The broader signal is uncomfortable: if attack success rates of 10.7, 29.6% are what happens when researchers test in good faith on controlled infrastructure, the numbers in adversarial production environments are unlikely to be lower.

Frequently Asked Questions

Were specific agent frameworks tested in LivePI?

No. The paper evaluates bare model backbones on a custom VM, not any framework’s tool-use pipeline. A framework’s default tool-call routing, permission model, and input-sanitization layers all change the attack surface compared to a bare backbone, so teams running CrewAI or LangGraph would need to replicate LivePI’s methodology against their own stack to get grounded numbers.

What are the biggest caveats in the two-layer defense results?

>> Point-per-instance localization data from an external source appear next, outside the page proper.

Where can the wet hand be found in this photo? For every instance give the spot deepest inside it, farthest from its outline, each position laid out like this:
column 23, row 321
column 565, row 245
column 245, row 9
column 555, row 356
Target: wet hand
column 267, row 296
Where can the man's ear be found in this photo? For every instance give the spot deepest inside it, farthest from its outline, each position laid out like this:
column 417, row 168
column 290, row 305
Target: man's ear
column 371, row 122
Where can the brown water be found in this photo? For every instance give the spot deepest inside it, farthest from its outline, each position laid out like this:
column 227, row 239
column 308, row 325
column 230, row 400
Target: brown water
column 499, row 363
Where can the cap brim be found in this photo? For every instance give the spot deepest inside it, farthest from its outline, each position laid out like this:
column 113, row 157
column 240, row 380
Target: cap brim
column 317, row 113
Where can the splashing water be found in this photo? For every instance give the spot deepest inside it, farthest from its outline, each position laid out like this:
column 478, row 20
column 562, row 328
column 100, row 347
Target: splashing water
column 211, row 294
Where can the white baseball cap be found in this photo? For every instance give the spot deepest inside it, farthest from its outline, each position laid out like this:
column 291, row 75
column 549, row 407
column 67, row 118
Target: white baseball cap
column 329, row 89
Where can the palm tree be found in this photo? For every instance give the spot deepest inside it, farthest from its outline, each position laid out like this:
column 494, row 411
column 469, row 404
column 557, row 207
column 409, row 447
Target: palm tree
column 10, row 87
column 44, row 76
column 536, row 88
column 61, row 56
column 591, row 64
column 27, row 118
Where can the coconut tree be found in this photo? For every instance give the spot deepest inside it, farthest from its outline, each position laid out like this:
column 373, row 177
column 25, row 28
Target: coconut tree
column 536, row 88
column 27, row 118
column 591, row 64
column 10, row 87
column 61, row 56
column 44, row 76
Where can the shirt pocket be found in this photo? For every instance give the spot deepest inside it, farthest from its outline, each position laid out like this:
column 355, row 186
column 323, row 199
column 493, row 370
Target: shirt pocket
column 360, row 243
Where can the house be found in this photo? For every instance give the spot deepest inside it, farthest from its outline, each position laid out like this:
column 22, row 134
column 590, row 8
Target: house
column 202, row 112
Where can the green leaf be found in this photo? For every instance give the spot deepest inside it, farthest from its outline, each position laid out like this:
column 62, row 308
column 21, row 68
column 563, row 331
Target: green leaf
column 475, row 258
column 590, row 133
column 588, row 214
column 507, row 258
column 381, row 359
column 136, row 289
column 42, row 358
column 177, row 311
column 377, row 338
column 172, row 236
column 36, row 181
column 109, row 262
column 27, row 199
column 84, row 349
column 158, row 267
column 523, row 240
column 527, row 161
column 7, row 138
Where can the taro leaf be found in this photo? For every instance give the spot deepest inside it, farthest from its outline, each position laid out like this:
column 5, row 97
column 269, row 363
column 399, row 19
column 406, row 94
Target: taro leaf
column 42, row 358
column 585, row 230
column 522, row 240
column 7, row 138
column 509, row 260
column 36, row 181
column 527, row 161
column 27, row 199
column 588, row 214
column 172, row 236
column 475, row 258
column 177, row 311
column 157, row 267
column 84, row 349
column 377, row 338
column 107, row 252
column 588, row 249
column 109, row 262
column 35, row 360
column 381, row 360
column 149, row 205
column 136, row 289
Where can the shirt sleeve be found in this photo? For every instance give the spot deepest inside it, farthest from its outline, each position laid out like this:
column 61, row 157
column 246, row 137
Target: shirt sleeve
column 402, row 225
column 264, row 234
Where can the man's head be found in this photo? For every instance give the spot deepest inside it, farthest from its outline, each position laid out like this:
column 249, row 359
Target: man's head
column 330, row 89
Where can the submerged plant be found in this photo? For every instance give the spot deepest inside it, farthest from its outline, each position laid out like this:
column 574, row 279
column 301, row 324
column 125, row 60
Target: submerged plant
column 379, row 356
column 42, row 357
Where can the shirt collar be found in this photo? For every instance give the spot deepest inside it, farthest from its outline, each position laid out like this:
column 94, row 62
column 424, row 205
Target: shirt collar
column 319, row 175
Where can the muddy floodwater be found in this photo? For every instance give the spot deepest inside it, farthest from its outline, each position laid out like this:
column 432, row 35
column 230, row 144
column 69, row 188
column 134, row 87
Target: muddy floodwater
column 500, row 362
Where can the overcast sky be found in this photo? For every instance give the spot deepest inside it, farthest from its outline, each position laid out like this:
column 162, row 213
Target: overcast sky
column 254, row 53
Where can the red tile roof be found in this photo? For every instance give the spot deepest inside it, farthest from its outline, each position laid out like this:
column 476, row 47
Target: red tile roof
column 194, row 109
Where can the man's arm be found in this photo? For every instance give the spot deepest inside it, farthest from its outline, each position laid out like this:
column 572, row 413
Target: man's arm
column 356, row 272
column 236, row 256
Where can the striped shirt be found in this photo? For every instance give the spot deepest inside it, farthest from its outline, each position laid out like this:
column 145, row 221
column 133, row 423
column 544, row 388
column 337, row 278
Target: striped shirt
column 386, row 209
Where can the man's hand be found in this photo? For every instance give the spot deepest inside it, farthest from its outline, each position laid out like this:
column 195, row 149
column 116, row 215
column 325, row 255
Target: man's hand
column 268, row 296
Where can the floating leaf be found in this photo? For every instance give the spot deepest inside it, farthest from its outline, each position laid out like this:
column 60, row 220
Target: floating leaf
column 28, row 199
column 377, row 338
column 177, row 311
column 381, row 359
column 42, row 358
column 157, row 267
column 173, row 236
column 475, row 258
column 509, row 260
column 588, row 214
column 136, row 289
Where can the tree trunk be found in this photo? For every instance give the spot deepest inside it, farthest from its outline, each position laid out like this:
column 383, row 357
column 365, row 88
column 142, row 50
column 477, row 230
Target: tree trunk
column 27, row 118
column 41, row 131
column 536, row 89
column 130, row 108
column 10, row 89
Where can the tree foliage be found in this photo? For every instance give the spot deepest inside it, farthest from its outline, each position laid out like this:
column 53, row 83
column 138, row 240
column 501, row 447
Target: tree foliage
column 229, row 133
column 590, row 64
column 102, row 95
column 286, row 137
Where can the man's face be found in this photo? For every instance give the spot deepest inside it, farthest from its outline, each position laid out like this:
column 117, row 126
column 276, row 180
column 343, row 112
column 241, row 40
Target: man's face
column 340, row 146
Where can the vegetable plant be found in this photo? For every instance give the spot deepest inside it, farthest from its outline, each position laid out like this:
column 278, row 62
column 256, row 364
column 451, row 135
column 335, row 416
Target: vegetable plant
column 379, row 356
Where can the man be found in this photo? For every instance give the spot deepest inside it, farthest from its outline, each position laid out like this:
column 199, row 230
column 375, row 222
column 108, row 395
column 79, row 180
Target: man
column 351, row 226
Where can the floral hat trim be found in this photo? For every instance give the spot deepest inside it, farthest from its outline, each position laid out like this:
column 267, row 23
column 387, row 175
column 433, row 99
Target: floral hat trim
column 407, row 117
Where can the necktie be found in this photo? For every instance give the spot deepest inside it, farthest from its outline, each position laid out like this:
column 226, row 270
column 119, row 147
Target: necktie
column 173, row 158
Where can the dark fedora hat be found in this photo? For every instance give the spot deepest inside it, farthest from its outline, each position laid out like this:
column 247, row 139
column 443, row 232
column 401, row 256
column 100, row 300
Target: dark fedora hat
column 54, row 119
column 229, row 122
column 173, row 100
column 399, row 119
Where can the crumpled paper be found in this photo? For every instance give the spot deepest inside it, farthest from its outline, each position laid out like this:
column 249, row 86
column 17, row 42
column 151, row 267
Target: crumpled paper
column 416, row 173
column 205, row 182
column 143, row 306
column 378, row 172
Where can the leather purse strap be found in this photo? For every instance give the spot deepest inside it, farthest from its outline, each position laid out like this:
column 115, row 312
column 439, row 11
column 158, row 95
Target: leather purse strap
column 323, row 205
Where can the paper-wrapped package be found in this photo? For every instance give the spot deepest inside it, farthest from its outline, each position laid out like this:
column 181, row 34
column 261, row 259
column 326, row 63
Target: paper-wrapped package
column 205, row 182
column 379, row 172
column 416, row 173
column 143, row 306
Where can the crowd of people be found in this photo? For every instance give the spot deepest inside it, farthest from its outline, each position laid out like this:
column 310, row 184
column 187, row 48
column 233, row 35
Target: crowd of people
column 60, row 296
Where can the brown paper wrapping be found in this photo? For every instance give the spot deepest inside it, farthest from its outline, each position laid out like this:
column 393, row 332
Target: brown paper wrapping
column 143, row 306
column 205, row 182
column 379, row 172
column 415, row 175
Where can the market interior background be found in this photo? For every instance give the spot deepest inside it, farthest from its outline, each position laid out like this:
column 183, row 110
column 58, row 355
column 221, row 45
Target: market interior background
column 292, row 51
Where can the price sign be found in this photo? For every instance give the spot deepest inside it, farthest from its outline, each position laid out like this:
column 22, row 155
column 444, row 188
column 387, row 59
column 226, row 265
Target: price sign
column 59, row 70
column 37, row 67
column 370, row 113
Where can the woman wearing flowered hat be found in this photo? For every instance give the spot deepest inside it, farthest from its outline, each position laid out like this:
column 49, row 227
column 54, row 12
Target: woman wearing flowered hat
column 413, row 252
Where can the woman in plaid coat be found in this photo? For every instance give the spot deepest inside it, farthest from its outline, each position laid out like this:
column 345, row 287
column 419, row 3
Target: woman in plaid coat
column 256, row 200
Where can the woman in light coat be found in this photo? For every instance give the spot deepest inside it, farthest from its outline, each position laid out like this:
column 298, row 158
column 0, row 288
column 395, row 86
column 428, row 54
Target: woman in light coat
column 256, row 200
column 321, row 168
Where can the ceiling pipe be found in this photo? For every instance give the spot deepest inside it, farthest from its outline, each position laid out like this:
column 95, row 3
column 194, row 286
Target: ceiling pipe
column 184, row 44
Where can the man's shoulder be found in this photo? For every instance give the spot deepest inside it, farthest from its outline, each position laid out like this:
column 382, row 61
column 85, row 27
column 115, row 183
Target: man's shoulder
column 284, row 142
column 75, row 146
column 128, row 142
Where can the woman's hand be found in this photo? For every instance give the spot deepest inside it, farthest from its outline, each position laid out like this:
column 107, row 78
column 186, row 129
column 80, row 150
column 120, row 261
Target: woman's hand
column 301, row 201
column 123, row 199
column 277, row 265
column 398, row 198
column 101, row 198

The prompt-filtering plus tool-call-authorization defense was validated only on GPT-5.3-Codex, with benign-utility preservation measured against PinchBench-derived workloads. Effectiveness on the other four evaluated models remains untested. Because the filter and authorization layers are model-dependent (different models produce different tool-call formats and obey filter instructions differently), the 100% interception rate should not be assumed portable without replication.

What does implementing the two-layer defense require in practice?

The input-scanning layer must intercept content from every surface the agent reads before it enters the context window. The tool-call authorization layer needs to parse outgoing model actions and hold them for explicit approval before execution, which means every tool-call path needs an intercept point. Frameworks that execute tool calls inline, without a pre-execution hook, would require architectural changes to support this. The paper does not publish implementation code or latency measurements.

Will these attack success rates hold as models update?

Unlikely. The 10.7 to 29.6% range was measured against specific May 2026 model snapshots (the paper was submitted May 18 and revised May 23). Model providers routinely patch instruction-following behavior in response to published attack research. The structural finding that multi-surface attacks outperform single-channel ones should persist, but the specific percentages are point-in-time measurements that shift with each model release.

How reliable are the repository-link attack findings?

The paper itself flags a small denominator for repository-link attacks, meaning the high-severity failure rate comes from relatively few test cases. This contrasts with group-chat injection, which succeeded uniformly across all five backbones with a larger sample. The repository-link vector warrants monitoring but the current data is too thin to treat as a reproducible weakness at the same confidence level as the group-chat result.